Approach 3 eliminates the manual comparison work. The reconciliation runs against the API extracts rather than against spreadsheet exports, which means the mapping from source transaction to GL entry is done programmatically rather than by a staff auditor running VLOOKUP formulas. The auditor's time is spent reviewing the exceptions — the items that the programmatic reconciliation couldn't match — rather than performing the match itself.
AuditPulsar's Reconciliation Engine
The ledger reconciliation feature in AuditPulsar implements Approach 3 for the ERP-side component. The platform extracts the AR subledger population from SAP, NetSuite, or QuickBooks Enterprise via the same connectors used for journal entry testing, and builds the subledger-to-GL comparison programmatically from the underlying tables.

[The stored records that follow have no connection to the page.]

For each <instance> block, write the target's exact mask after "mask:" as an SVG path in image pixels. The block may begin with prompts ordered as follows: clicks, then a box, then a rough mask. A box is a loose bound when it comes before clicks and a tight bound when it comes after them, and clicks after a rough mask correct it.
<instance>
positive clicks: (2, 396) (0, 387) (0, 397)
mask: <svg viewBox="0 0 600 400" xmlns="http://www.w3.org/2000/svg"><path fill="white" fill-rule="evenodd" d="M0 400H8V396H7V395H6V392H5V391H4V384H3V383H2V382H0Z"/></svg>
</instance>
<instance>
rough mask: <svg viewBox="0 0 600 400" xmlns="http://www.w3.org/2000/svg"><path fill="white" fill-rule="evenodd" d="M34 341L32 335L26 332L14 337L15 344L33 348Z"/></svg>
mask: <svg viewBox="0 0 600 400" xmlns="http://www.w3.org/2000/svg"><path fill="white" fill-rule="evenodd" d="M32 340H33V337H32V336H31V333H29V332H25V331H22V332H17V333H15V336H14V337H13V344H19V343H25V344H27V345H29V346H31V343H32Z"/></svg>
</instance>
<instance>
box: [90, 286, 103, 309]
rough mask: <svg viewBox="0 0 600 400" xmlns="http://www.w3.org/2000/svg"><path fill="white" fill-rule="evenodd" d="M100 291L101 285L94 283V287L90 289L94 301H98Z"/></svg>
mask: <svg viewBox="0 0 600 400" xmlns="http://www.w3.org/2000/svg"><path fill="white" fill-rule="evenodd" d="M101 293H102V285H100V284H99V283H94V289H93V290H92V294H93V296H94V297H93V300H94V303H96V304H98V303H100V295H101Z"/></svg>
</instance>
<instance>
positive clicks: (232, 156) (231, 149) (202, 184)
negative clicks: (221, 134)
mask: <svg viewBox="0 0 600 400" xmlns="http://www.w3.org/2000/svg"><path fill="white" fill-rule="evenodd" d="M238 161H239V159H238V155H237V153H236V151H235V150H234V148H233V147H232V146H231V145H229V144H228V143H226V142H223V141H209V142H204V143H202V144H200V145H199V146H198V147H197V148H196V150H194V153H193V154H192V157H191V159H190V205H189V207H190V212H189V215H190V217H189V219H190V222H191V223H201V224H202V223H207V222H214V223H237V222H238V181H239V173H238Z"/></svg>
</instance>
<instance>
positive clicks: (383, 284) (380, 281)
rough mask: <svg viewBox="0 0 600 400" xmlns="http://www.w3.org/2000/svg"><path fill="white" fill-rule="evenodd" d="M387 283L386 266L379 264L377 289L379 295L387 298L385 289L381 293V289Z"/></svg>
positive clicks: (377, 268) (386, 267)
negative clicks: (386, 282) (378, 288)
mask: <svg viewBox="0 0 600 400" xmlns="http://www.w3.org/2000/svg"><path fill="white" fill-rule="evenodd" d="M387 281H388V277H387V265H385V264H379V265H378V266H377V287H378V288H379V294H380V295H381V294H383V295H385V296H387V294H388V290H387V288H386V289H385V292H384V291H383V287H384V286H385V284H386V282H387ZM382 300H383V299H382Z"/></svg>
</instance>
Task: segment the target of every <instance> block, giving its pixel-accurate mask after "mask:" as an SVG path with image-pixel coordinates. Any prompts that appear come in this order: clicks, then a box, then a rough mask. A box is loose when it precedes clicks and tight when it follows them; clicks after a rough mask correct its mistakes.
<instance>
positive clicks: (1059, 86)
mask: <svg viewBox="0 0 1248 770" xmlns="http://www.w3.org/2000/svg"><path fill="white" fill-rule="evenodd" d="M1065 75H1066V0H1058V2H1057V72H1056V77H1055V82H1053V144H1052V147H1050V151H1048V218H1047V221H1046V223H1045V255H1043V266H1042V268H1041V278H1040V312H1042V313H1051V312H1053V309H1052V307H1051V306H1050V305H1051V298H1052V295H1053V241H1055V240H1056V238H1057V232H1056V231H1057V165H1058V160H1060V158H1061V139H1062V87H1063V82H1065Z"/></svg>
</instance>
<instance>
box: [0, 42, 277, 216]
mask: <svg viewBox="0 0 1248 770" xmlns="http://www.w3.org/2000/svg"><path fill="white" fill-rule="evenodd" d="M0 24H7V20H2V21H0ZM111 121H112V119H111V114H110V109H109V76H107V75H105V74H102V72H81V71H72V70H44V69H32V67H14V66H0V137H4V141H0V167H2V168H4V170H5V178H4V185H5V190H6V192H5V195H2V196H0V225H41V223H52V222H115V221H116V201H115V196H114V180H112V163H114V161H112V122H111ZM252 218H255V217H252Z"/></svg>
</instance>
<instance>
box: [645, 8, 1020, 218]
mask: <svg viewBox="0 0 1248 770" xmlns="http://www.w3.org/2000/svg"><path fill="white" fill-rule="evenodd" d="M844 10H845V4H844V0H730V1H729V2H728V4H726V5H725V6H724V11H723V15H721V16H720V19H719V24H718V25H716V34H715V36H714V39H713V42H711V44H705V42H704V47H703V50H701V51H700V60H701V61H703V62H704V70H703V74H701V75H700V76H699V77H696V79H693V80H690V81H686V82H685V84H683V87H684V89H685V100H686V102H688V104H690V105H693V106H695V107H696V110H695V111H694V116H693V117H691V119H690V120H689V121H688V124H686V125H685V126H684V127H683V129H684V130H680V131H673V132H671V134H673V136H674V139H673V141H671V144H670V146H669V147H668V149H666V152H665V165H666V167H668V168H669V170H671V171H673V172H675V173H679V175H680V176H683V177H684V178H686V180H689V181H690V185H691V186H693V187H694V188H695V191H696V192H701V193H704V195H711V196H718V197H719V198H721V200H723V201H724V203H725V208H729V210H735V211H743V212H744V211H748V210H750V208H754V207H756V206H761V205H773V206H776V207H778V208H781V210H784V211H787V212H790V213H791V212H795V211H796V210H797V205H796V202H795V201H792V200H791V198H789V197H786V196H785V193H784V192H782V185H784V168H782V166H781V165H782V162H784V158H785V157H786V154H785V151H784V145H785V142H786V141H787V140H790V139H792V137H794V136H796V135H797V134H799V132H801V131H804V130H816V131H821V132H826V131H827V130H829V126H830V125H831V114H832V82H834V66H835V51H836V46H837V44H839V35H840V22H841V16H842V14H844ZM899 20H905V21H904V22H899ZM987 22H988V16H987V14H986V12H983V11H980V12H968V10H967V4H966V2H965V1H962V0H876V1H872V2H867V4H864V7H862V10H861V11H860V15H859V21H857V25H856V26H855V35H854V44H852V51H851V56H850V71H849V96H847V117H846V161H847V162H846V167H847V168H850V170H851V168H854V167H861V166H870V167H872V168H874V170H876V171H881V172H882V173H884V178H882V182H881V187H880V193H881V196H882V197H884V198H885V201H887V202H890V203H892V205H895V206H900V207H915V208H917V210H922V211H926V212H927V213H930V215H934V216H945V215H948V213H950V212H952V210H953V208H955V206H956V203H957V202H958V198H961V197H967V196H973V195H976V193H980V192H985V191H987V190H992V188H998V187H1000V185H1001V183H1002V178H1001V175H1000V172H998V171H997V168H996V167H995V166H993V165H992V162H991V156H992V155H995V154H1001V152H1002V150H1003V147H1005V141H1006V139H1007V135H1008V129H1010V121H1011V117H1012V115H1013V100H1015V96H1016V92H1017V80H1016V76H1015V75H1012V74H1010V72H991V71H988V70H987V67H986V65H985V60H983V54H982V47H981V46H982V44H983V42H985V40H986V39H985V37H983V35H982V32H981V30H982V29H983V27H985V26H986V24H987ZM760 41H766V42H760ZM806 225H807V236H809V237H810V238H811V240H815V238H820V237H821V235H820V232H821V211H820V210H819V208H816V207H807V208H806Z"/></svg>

For the billing system comparison, the platform currently accepts direct API connections for Stripe and Zuora and CSV imports for other billing systems. The matching algorithm uses transaction IDs as primary keys, with fallback matching on invoice date and amount for clients where transaction IDs aren't consistent between systems. Unmatched items are surfaced in the exceptions report with the source data from both systems, giving the auditor the information needed to evaluate whether each exception represents a timing difference, a recording error, or a genuine discrepancy.
The reconciliation report that the platform generates includes the complete population from both systems, the match status of each item, and the auditor's dispositions from the review session. It's formatted as a workpaper exhibit and includes the metadata needed to satisfy the documentation requirements under AU-C Section 330 for substantive analytical procedures.
The Practical Starting Point
Not every client warrants a full Approach 3 reconciliation. For clients with a single ERP, no separate billing platform, and an AR subledger under 5,000 items, Approach 1 with reasonable completeness testing is defensible. The question to ask is: what's the distance between the billing transaction and the ERP's AR entry? If a human manually creates each invoice in the ERP based on a billing event, the AR population starts in the ERP and a subledger-to-GL comparison is the right procedure. If invoices are generated by a billing system and posted to the ERP via an automated interface, the completeness question requires validating the interface — and Approach 3 is the only way to do that rigorously at scale.
The clients where the interface-based billing model is common — SaaS, subscription businesses, companies using Salesforce CPQ with NetSuite — are exactly the clients where AR complexity has outpaced the procedures most firms are still applying. Closing that gap starts with recognizing that a subledger-to-GL reconciliation is not the same thing as a billing system-to-GL reconciliation, and only one of them addresses the completeness risk that matters.